Save any leftover oil to cook other foods or to fry your next batch of donuts. When cool, strain through a fine sieve and/or a clean cloth, seal in a clean container and store. Use up any leftover cinnamon sugar too, in a cup of chai or sprinkled over cereal.
Richard fills his boiled donuts with a delicious jam made from donut peaches, but experiment with your own fillings – my maple butter from last week goes really well with them too.
Make 10 mini donuts
150g wholemeal bread flour
80g fine plain wholemeal flourplus extra for dusting
2 tablespoons unrefined sugar
2 teaspoons light baking yeast
½ tsp sea salt
2 tablespoons (30 g) extra virgin olive oilplus extra for frying
160 g aquafaba (ie the liquid from 1 can of chickpeas)
50 g unrefined sugar – I used rapadura sugar, but anything will do
1 tsp ground cinnamon (voluntary)
Mix the bread flour, plain flour, yeast and salt in a stand mixer or bowl. Stir in the two tablespoons of oil and aquafaba, and knead in the bowl for 10 minutes, until the dough goes from sticky to smooth and strong. Cover and let rise for an hour until doubled in size.
Turn the dough onto a lightly floured surface, cut and shape into 10 balls, then keep them well apart. Cover with a cloth and let rise for another hour, or doubled in size. Meanwhile, in a small bowl, mix sugar and ground cinnamon, if using.

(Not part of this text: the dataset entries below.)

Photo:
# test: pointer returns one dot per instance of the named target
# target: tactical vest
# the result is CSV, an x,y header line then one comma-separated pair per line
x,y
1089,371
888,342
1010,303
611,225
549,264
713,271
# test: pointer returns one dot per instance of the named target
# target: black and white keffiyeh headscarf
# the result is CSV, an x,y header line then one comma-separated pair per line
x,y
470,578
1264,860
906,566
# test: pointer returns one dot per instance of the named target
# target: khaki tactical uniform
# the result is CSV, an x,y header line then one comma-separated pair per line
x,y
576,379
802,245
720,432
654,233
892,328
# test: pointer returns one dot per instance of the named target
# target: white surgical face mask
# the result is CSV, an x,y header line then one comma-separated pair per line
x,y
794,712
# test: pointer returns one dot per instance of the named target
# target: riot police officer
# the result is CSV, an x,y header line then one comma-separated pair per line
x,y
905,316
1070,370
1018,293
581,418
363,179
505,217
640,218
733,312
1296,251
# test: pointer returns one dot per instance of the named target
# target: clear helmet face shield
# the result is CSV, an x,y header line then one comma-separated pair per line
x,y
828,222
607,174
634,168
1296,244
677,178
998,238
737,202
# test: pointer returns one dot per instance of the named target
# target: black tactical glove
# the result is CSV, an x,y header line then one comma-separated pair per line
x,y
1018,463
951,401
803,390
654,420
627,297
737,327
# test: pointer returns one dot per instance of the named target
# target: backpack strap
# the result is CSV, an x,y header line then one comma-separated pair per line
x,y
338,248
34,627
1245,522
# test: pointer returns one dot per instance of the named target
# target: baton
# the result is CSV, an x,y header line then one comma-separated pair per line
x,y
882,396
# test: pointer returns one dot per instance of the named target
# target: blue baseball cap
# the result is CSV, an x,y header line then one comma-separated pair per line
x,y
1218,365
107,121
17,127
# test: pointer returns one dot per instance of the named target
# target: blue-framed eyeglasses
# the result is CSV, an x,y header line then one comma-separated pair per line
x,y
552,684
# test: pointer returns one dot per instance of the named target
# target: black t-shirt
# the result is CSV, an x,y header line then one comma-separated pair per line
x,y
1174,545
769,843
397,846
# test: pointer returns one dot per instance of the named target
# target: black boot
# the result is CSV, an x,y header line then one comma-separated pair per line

Put a small saucepan filled with 2 cm of oil over a medium heat and raise to 170C (if you don’t have a temperature probe, drop in a breadcrumb: when it bubbles to the surface, the oil should be ready). Carefully drop the donuts one by one without crowding the pan, cook for a couple of minutes until golden brown underneath, then flip and cook until golden on the other side. If necessary, lower the heat to avoid burning the oil.
Lift out each donut as it cooks, immediately roll in the sugar, then transfer to a serving dish and allow to cool before eating.